I received this email last month the night before taking a Virgin America flight:
Dear Diego Rodriguez
Due to delays in the modification of our new planes, the inflight entertainment and select other in-seat services will not be available on your upcoming Virgin America flight. This includes the Red Inflight Entertainment system, which normally features satellite TV, movies, games, Google Maps and a food ordering system. In addition, the plugs at every seat for electronic gear will not be operational for the flight. Why are we sending you this message? We want you to be prepared to have your laptop or iPod fully charged, and ensure you have the latest magazines or newspapers to read while onboard your flight. We’ll do our best to provide some reading material onboard in case you forget.
We make millions of dollars in high-tech modifications to each one of Virgin America’s brand new planes and we appreciate your patience with us as we finalize this modification process across our brand new fleet. Thank you again for your patience and we look forward to welcoming you on Virgin America.
The Guest Services Team
As it turned out, when I boarded the inflight entertainment system was working (they had fixed it, I suppose) so my low expectations were greatly exceeded. I was a happy guy: happy to be on a clean airplane with an enthusiastic crew, happy to get something I didn't think was going to happen, and happy that Virgin knew how to reach me with the right message at the right time.

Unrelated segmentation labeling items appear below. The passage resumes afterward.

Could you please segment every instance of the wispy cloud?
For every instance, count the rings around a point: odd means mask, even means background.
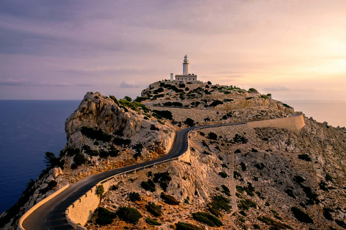
[[[141,86],[140,84],[136,83],[133,80],[127,82],[123,81],[120,84],[120,88],[139,88]]]
[[[26,79],[0,79],[1,86],[24,86],[27,84]]]
[[[263,90],[265,91],[288,91],[291,89],[287,86],[277,85],[270,87],[266,87],[263,88]]]

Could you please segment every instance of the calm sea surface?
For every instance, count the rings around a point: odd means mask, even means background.
[[[318,121],[346,126],[346,100],[284,100]],[[64,123],[80,100],[0,100],[0,212],[17,201],[45,168],[44,153],[66,142]]]
[[[65,121],[80,100],[0,100],[0,212],[46,168],[44,153],[66,143]]]

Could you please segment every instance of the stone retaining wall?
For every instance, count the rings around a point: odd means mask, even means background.
[[[291,131],[299,132],[305,126],[303,115],[283,118],[278,119],[265,120],[248,122],[247,125],[252,128],[273,127],[288,129]]]
[[[31,207],[30,209],[27,211],[21,217],[20,217],[20,219],[19,219],[19,222],[18,223],[18,227],[17,228],[17,230],[25,230],[25,229],[24,229],[24,228],[23,228],[23,226],[22,226],[23,224],[23,221],[24,221],[24,220],[25,220],[27,217],[28,217],[30,214],[32,213],[34,211],[38,208],[39,207],[47,201],[51,200],[52,198],[55,197],[56,195],[59,194],[68,187],[69,184],[65,185],[53,194],[48,197],[47,197]]]

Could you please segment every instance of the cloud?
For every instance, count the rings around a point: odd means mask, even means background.
[[[0,79],[0,86],[25,86],[27,84],[26,79]]]
[[[140,84],[136,83],[133,80],[128,82],[123,81],[120,84],[120,88],[139,88],[140,87]]]
[[[266,87],[264,88],[263,90],[265,91],[275,92],[276,91],[288,91],[291,90],[291,89],[286,86],[277,85],[271,87]]]
[[[90,86],[91,84],[72,84],[66,82],[49,82],[48,81],[30,82],[26,79],[0,79],[0,86],[46,86],[47,87],[66,87],[76,86],[80,87]]]

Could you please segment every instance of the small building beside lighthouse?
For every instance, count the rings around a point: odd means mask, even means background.
[[[197,75],[189,72],[189,64],[188,56],[185,55],[183,61],[183,74],[181,75],[175,75],[176,81],[180,82],[185,81],[193,82],[197,81]]]

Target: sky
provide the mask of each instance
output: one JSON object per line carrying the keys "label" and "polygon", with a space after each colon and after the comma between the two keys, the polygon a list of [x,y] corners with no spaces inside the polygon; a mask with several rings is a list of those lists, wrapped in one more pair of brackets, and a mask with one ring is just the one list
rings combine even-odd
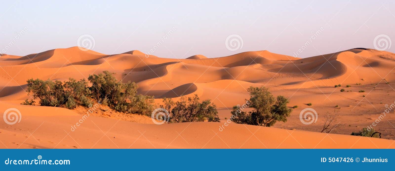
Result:
{"label": "sky", "polygon": [[306,58],[375,42],[395,52],[393,1],[53,1],[0,0],[0,52],[82,45],[168,58],[262,50]]}

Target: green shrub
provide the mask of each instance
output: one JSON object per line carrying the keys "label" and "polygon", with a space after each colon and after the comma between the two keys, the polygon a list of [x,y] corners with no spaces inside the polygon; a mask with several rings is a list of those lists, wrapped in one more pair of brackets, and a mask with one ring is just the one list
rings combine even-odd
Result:
{"label": "green shrub", "polygon": [[102,104],[103,105],[104,105],[104,106],[108,106],[108,104],[108,104],[108,99],[107,99],[107,97],[106,97],[106,98],[104,98],[104,99],[103,99],[103,100],[102,100],[101,102],[102,103]]}
{"label": "green shrub", "polygon": [[[351,133],[352,136],[362,136],[363,137],[374,137],[375,138],[379,138],[379,134],[376,133],[374,134],[374,135],[373,134],[376,131],[374,130],[374,129],[372,128],[371,129],[368,129],[367,128],[362,128],[359,132],[353,132]],[[372,135],[373,135],[373,136]]]}
{"label": "green shrub", "polygon": [[70,97],[67,99],[67,102],[66,102],[66,108],[68,109],[74,109],[77,106],[77,102],[74,98]]}
{"label": "green shrub", "polygon": [[288,99],[282,96],[275,98],[269,89],[263,86],[251,86],[247,90],[250,97],[246,107],[254,109],[247,114],[242,111],[239,106],[233,106],[231,112],[233,122],[264,126],[273,126],[278,121],[286,122],[292,112],[292,109],[287,107],[290,102]]}
{"label": "green shrub", "polygon": [[218,112],[215,104],[210,100],[201,102],[198,95],[188,98],[182,97],[174,102],[171,99],[164,98],[160,107],[169,111],[172,123],[186,122],[219,122]]}
{"label": "green shrub", "polygon": [[82,96],[81,96],[80,100],[81,104],[84,106],[89,107],[93,104],[93,102],[92,102],[92,100],[85,97],[85,95],[83,95]]}

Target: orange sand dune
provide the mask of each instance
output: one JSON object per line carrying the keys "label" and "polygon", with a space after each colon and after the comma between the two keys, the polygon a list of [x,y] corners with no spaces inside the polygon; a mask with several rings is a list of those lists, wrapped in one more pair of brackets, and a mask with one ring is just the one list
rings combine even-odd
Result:
{"label": "orange sand dune", "polygon": [[[22,114],[20,123],[1,122],[3,148],[394,148],[394,141],[231,123],[144,124],[82,115],[64,108],[0,102]],[[30,134],[32,134],[31,135]]]}
{"label": "orange sand dune", "polygon": [[[356,48],[301,59],[263,50],[219,58],[197,55],[179,59],[146,55],[137,50],[112,55],[87,50],[73,47],[24,56],[2,55],[0,109],[17,108],[23,116],[21,122],[14,125],[0,122],[0,140],[4,145],[9,148],[23,144],[21,148],[116,148],[117,144],[128,148],[135,141],[130,148],[394,147],[390,145],[393,141],[347,135],[370,125],[386,109],[385,104],[394,103],[395,54],[391,52]],[[28,79],[87,79],[89,74],[104,71],[114,73],[123,82],[137,83],[139,93],[154,96],[156,102],[160,103],[163,97],[177,100],[181,96],[194,94],[201,99],[211,99],[217,106],[222,123],[157,126],[141,123],[150,122],[150,119],[145,116],[129,116],[130,119],[118,122],[120,114],[101,116],[99,113],[90,117],[80,129],[70,132],[71,125],[82,117],[83,108],[76,112],[17,104],[31,98],[25,91]],[[334,87],[338,84],[341,87]],[[288,107],[299,107],[293,109],[287,122],[278,123],[275,128],[231,124],[218,132],[220,125],[230,117],[232,107],[245,103],[250,86],[267,87],[274,95],[289,98]],[[340,92],[341,89],[344,92]],[[360,90],[365,92],[359,93]],[[312,106],[307,106],[308,103]],[[318,113],[316,123],[307,125],[300,122],[299,112],[307,108]],[[343,126],[333,133],[344,135],[314,132],[320,132],[322,126],[323,117],[320,115],[335,110],[340,114],[339,124]],[[43,122],[42,127],[34,133],[41,140],[29,137],[26,140],[28,143],[22,144],[25,136],[30,135],[27,132],[33,132]],[[394,139],[393,125],[395,117],[389,114],[375,129],[384,138]],[[103,135],[98,127],[105,133],[110,130],[107,134],[109,138],[105,136],[95,144],[98,137]],[[252,136],[244,143],[252,134],[248,130],[253,133],[258,129],[256,137]],[[66,132],[70,136],[62,140]],[[172,142],[177,133],[184,138],[178,137]]]}

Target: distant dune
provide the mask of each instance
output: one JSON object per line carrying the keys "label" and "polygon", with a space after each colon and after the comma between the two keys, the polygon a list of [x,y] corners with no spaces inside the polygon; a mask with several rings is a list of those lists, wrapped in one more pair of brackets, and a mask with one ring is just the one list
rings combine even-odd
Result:
{"label": "distant dune", "polygon": [[[0,111],[17,108],[23,116],[15,125],[0,122],[0,140],[6,146],[0,143],[0,148],[18,147],[29,136],[27,131],[32,132],[43,122],[34,134],[40,140],[29,138],[21,148],[117,148],[115,144],[120,148],[395,148],[393,140],[346,135],[370,125],[386,109],[385,104],[394,103],[395,54],[388,52],[356,48],[301,59],[263,50],[179,59],[147,58],[137,50],[107,55],[73,47],[24,56],[3,54],[0,66]],[[103,71],[114,73],[124,82],[136,82],[139,93],[154,96],[156,102],[163,97],[176,100],[195,94],[201,99],[211,99],[222,123],[158,126],[146,124],[149,118],[132,120],[140,123],[117,123],[117,118],[95,115],[66,136],[83,110],[79,113],[18,104],[30,98],[25,91],[28,79],[87,79]],[[334,87],[339,84],[341,87]],[[230,117],[232,107],[245,103],[250,86],[267,87],[275,95],[290,98],[289,107],[299,107],[293,109],[286,123],[278,123],[275,128],[231,124],[219,132],[220,126]],[[341,89],[345,91],[340,92]],[[365,92],[359,93],[361,90]],[[308,103],[313,105],[307,106]],[[308,107],[320,114],[338,110],[340,123],[344,126],[334,133],[345,135],[314,132],[320,132],[322,117],[314,124],[303,124],[299,112]],[[395,127],[391,126],[395,125],[395,117],[388,114],[384,120],[375,129],[385,138],[395,139]],[[103,133],[98,126],[109,130],[109,137],[99,141]],[[256,131],[256,137],[250,137]]]}

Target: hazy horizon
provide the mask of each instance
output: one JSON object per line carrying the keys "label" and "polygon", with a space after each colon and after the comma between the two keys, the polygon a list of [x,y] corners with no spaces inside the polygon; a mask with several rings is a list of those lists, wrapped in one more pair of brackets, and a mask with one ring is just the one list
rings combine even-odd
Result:
{"label": "hazy horizon", "polygon": [[[152,54],[169,58],[262,50],[292,56],[303,46],[297,57],[306,58],[355,48],[375,48],[374,40],[380,35],[390,39],[385,50],[395,52],[390,47],[391,39],[395,39],[391,12],[395,2],[390,1],[2,3],[0,50],[8,47],[4,53],[14,55],[76,46],[83,35],[94,39],[92,50],[100,53],[147,53],[156,46]],[[312,33],[320,30],[312,40]],[[165,32],[170,31],[164,39]],[[230,50],[225,42],[232,35],[243,41],[233,42],[238,46]]]}

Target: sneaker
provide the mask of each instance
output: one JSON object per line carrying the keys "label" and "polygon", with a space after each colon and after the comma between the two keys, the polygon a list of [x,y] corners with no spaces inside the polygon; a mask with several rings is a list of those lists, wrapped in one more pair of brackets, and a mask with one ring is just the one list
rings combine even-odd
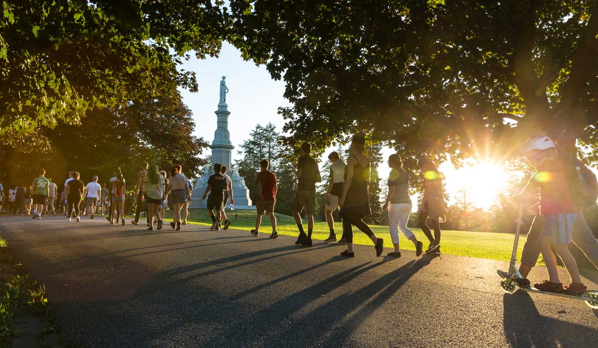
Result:
{"label": "sneaker", "polygon": [[299,236],[297,237],[297,240],[295,241],[295,245],[299,245],[303,241],[303,239],[307,238],[307,235],[305,233],[299,233]]}
{"label": "sneaker", "polygon": [[579,296],[588,290],[588,287],[581,283],[571,283],[565,287],[563,294],[572,295],[573,296]]}
{"label": "sneaker", "polygon": [[417,245],[415,247],[415,254],[416,256],[419,256],[422,254],[422,248],[423,248],[423,243],[417,241]]}
{"label": "sneaker", "polygon": [[382,238],[378,238],[378,240],[376,242],[376,255],[377,257],[380,256],[382,254],[382,250],[384,249],[384,239]]}
{"label": "sneaker", "polygon": [[332,243],[332,242],[336,242],[336,235],[331,234],[329,236],[328,236],[328,238],[324,239],[324,242],[326,242],[327,243]]}
{"label": "sneaker", "polygon": [[565,290],[563,288],[563,283],[553,283],[548,281],[544,281],[540,284],[533,285],[533,287],[538,290],[548,291],[549,292],[562,292]]}
{"label": "sneaker", "polygon": [[428,254],[433,254],[434,255],[440,255],[440,244],[436,244],[434,247],[428,252]]}

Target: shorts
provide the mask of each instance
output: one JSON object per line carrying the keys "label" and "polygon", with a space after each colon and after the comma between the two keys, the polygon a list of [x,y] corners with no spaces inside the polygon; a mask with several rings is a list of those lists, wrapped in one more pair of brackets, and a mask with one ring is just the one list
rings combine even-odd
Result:
{"label": "shorts", "polygon": [[255,203],[255,209],[258,211],[258,215],[264,215],[264,212],[266,214],[272,214],[274,213],[274,206],[276,204],[276,201],[258,199]]}
{"label": "shorts", "polygon": [[330,211],[336,210],[338,208],[338,196],[332,194],[328,195],[328,199],[326,201],[326,209]]}
{"label": "shorts", "polygon": [[45,204],[47,198],[45,195],[33,195],[33,204]]}
{"label": "shorts", "polygon": [[553,243],[569,244],[571,242],[573,226],[576,218],[576,213],[547,215],[544,227],[542,229],[542,236],[552,238]]}
{"label": "shorts", "polygon": [[151,203],[152,204],[160,204],[162,203],[162,199],[158,198],[156,199],[155,198],[152,198],[151,197],[146,196],[145,201],[148,203]]}
{"label": "shorts", "polygon": [[185,199],[185,190],[179,189],[170,191],[170,202],[173,204],[182,204],[185,203],[187,199]]}
{"label": "shorts", "polygon": [[293,214],[301,214],[304,207],[307,211],[307,214],[313,214],[316,210],[316,191],[299,190],[295,194],[291,206]]}
{"label": "shorts", "polygon": [[208,197],[208,209],[209,210],[221,210],[222,208],[222,204],[224,202],[224,197],[223,196],[212,196],[210,195]]}
{"label": "shorts", "polygon": [[124,197],[119,197],[118,196],[112,196],[112,203],[119,203],[119,202],[123,202],[123,203],[124,203]]}

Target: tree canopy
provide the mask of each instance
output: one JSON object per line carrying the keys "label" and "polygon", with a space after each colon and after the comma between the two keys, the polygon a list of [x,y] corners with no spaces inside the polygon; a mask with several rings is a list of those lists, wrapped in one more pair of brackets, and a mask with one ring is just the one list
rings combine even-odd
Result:
{"label": "tree canopy", "polygon": [[6,0],[0,20],[0,135],[30,133],[132,100],[197,90],[177,66],[216,56],[222,1]]}
{"label": "tree canopy", "polygon": [[597,1],[230,4],[232,42],[286,84],[294,139],[324,148],[365,132],[464,156],[542,129],[598,149]]}

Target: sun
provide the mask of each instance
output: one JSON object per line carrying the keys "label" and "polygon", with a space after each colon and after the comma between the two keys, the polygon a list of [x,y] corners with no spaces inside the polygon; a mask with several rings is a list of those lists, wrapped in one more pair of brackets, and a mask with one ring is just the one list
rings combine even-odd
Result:
{"label": "sun", "polygon": [[465,198],[472,208],[488,210],[499,193],[507,187],[508,174],[505,168],[492,161],[466,162],[456,169],[450,162],[443,163],[440,168],[446,177],[447,193],[454,201]]}

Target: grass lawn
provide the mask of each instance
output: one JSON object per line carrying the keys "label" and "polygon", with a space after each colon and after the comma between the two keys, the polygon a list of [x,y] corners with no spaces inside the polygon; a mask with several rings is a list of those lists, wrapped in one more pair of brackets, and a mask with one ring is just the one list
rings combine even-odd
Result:
{"label": "grass lawn", "polygon": [[[255,211],[251,210],[227,210],[228,218],[233,221],[231,228],[249,231],[255,228]],[[236,215],[236,220],[235,220]],[[296,236],[298,230],[295,224],[295,221],[291,217],[276,214],[278,221],[278,233],[280,235]],[[172,212],[166,212],[166,218],[172,217]],[[191,210],[188,223],[210,226],[211,220],[205,210]],[[304,227],[307,232],[307,223],[304,221]],[[378,237],[384,238],[384,246],[392,248],[390,235],[388,232],[388,226],[372,226],[372,230]],[[423,243],[424,249],[428,247],[429,242],[423,232],[419,229],[411,229],[418,240]],[[340,223],[334,224],[334,230],[340,238],[342,234],[342,227]],[[271,233],[270,224],[270,218],[267,215],[264,215],[262,218],[262,224],[260,227],[260,237],[266,237]],[[314,224],[313,238],[315,239],[325,239],[328,238],[329,230],[326,222],[316,222]],[[413,244],[399,233],[401,238],[401,250],[415,250]],[[512,250],[514,235],[511,233],[492,233],[486,232],[472,232],[465,231],[443,230],[441,250],[443,254],[450,255],[459,255],[471,257],[489,258],[501,261],[508,261],[511,258],[511,252]],[[521,255],[521,250],[525,242],[526,237],[521,236],[519,240],[518,258]],[[371,245],[373,253],[373,244],[370,238],[357,229],[353,229],[353,242],[358,244]]]}

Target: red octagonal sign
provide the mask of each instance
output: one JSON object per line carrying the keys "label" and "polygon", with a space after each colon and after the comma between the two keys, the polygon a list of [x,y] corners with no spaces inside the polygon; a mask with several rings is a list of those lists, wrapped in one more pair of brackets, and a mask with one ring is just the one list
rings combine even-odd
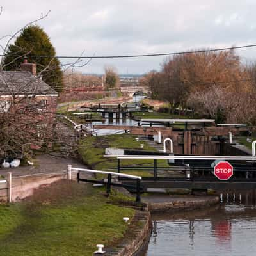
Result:
{"label": "red octagonal sign", "polygon": [[227,180],[233,175],[233,166],[228,162],[219,162],[214,166],[214,175],[219,180]]}

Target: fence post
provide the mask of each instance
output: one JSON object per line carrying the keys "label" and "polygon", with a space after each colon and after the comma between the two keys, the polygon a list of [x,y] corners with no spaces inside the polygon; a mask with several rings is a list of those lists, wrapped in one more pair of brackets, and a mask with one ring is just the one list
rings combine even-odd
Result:
{"label": "fence post", "polygon": [[12,172],[8,173],[8,202],[12,202]]}
{"label": "fence post", "polygon": [[77,172],[77,183],[79,183],[79,179],[80,179],[80,172],[79,171],[78,171],[78,172]]}
{"label": "fence post", "polygon": [[118,158],[117,159],[117,172],[120,173],[120,159]]}
{"label": "fence post", "polygon": [[140,203],[140,179],[137,179],[137,187],[136,187],[136,202]]}
{"label": "fence post", "polygon": [[156,180],[157,179],[157,159],[154,159],[154,179]]}
{"label": "fence post", "polygon": [[67,177],[68,180],[72,180],[72,165],[68,165],[68,173],[67,173]]}
{"label": "fence post", "polygon": [[111,178],[112,176],[110,173],[108,174],[108,183],[107,183],[107,196],[109,196],[111,191]]}

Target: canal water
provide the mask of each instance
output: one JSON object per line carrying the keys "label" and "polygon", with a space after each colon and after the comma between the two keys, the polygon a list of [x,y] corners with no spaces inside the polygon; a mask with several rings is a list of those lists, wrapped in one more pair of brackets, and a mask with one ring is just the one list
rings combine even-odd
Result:
{"label": "canal water", "polygon": [[254,198],[205,209],[153,215],[145,256],[255,256]]}

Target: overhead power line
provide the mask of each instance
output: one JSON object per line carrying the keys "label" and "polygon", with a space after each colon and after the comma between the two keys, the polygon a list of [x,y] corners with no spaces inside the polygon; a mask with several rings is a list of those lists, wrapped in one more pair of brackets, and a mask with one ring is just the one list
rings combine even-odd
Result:
{"label": "overhead power line", "polygon": [[[76,58],[76,59],[113,59],[113,58],[140,58],[140,57],[154,57],[154,56],[172,56],[172,55],[180,55],[180,54],[197,54],[201,52],[215,52],[215,51],[228,51],[232,49],[244,49],[256,47],[256,44],[248,45],[241,45],[234,46],[231,47],[224,47],[224,48],[216,48],[210,49],[207,50],[198,50],[198,51],[189,51],[186,52],[168,52],[168,53],[156,53],[156,54],[131,54],[131,55],[106,55],[106,56],[47,56],[47,55],[29,55],[31,58]],[[4,54],[0,56],[3,56]],[[12,55],[13,57],[19,57],[19,55]],[[25,56],[26,57],[26,56]]]}

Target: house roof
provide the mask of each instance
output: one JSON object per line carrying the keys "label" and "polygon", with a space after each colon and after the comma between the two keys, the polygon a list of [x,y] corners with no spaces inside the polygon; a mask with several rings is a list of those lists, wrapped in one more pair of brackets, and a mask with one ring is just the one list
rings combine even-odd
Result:
{"label": "house roof", "polygon": [[38,77],[28,71],[0,72],[0,95],[51,95],[58,93]]}

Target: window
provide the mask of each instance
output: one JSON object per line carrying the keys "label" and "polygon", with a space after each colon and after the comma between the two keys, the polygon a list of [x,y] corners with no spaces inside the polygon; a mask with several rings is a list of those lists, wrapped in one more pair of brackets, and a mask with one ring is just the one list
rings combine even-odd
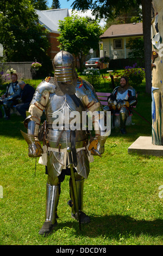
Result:
{"label": "window", "polygon": [[122,49],[122,39],[114,39],[114,49]]}

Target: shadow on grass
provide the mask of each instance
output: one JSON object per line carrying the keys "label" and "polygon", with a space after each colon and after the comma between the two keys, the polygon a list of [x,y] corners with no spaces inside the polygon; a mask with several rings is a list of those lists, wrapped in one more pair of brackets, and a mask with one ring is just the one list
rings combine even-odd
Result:
{"label": "shadow on grass", "polygon": [[[45,120],[45,115],[41,117],[41,122]],[[27,129],[23,124],[24,119],[22,117],[15,114],[11,115],[10,120],[5,120],[4,118],[0,119],[0,136],[7,137],[17,137],[19,139],[24,139],[20,130],[27,132]]]}
{"label": "shadow on grass", "polygon": [[18,139],[23,139],[20,130],[27,132],[27,129],[24,126],[23,119],[20,115],[12,114],[10,120],[4,118],[0,119],[0,136],[17,137]]}
{"label": "shadow on grass", "polygon": [[[58,229],[74,228],[78,235],[90,237],[103,236],[105,238],[119,240],[121,237],[130,237],[146,235],[160,236],[163,235],[163,220],[136,220],[129,216],[112,215],[103,217],[92,217],[89,223],[82,224],[79,230],[78,223],[74,222],[58,223]],[[54,231],[55,232],[55,230]]]}

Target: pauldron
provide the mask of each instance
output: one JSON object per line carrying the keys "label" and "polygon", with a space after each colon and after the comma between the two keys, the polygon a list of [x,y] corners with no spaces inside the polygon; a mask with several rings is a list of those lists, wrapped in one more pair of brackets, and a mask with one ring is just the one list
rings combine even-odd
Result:
{"label": "pauldron", "polygon": [[76,95],[79,98],[87,96],[90,102],[92,101],[95,103],[99,102],[93,87],[85,80],[78,81]]}
{"label": "pauldron", "polygon": [[43,93],[49,92],[53,93],[55,92],[55,86],[54,84],[43,81],[37,86],[30,105],[35,103],[36,101],[40,102]]}

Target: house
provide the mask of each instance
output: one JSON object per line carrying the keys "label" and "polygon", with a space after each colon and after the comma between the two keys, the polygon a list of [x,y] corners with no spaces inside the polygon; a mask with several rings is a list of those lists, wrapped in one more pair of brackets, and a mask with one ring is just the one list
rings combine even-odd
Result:
{"label": "house", "polygon": [[100,57],[109,56],[111,59],[126,59],[130,50],[126,48],[129,40],[143,38],[142,23],[119,24],[111,26],[100,36],[103,50]]}
{"label": "house", "polygon": [[45,28],[49,31],[48,39],[51,44],[48,50],[48,55],[52,59],[56,54],[60,51],[57,47],[59,42],[57,38],[59,36],[59,21],[63,20],[65,17],[70,16],[68,9],[54,9],[52,10],[36,10],[39,16],[39,22],[43,25]]}

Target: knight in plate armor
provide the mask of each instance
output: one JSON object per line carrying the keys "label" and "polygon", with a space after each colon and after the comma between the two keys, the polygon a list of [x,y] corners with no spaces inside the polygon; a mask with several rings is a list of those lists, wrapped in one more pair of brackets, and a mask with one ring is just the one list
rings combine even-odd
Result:
{"label": "knight in plate armor", "polygon": [[[109,132],[104,132],[101,120],[98,118],[93,119],[95,124],[98,123],[99,129],[95,130],[95,136],[91,141],[89,141],[87,131],[80,129],[83,112],[96,111],[96,113],[99,113],[103,109],[92,85],[78,77],[72,55],[61,51],[54,58],[53,65],[54,77],[46,78],[37,87],[24,120],[28,133],[22,131],[28,144],[29,156],[40,157],[39,162],[46,166],[48,174],[46,219],[39,231],[41,235],[49,234],[57,224],[60,185],[65,175],[70,175],[71,200],[68,204],[72,209],[71,217],[78,220],[68,147],[71,149],[73,158],[80,222],[82,224],[90,221],[89,217],[83,211],[84,180],[88,177],[89,163],[93,161],[93,155],[101,155],[104,153],[104,144],[109,135]],[[44,111],[46,121],[43,127],[42,147],[39,129],[40,118]],[[78,130],[71,127],[73,120],[72,114],[74,113],[78,114],[77,125],[79,125],[80,129]],[[56,125],[60,120],[59,118],[62,122],[58,128]]]}
{"label": "knight in plate armor", "polygon": [[128,79],[122,77],[120,86],[116,87],[108,97],[108,110],[110,110],[113,114],[119,113],[120,117],[120,129],[122,134],[126,133],[126,124],[131,108],[137,103],[136,92],[128,84]]}

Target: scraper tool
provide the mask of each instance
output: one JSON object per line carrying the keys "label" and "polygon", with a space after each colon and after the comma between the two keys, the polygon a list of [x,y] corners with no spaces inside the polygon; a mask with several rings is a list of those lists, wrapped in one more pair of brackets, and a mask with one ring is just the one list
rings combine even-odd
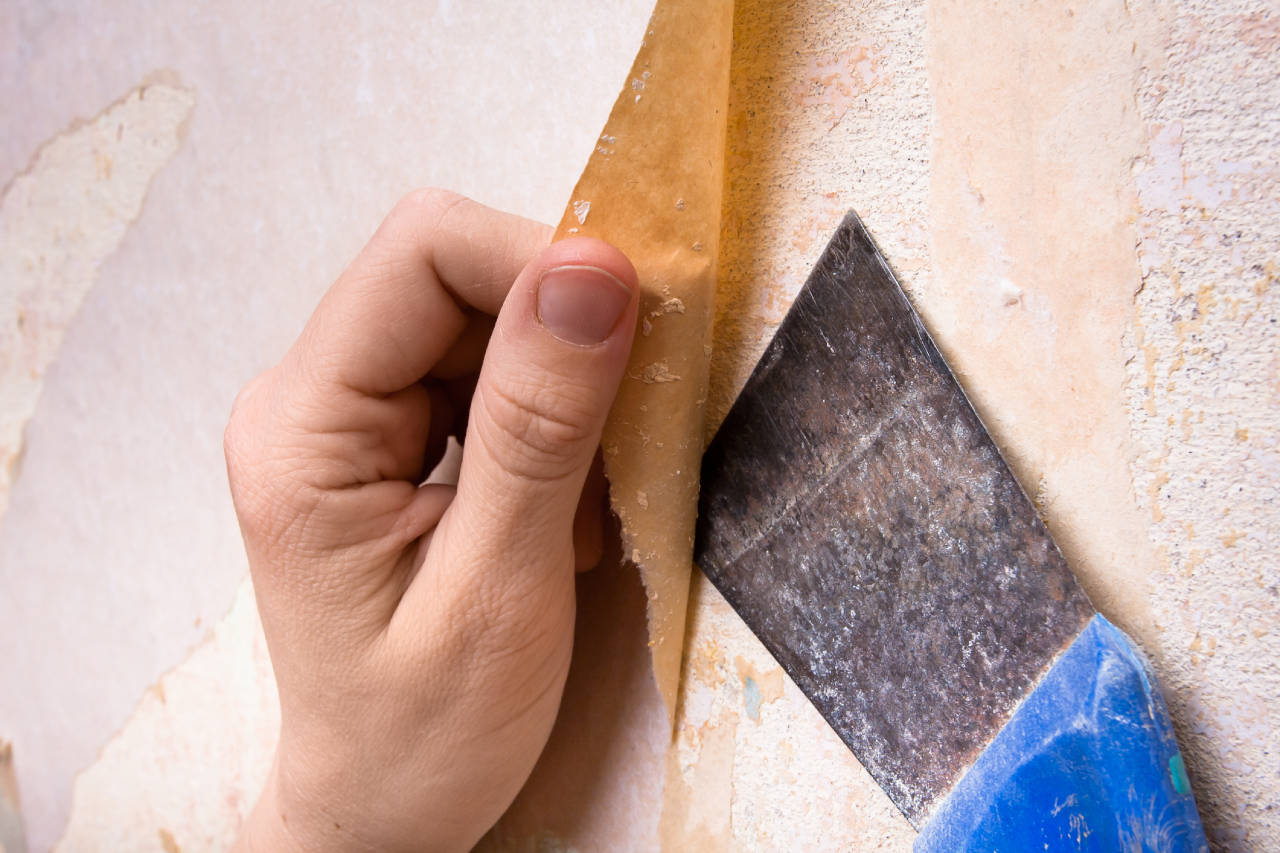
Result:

This message feels like it was written by someone who had flown on a plane at some point in their life, and understood the importance of having something to do during the flight. Like having reading material. It is a far cry from the disjointed jingle-driven marketing drivel spewed by most other airlines. No tag-lines or positioning statements here; this is marketing at its best: all about making my experience the best it can be, and showing a concern for all the small elements of the flying experience which signal that the big stuff are being taken care of, too. Great marketing is an exercise in fractal experience design.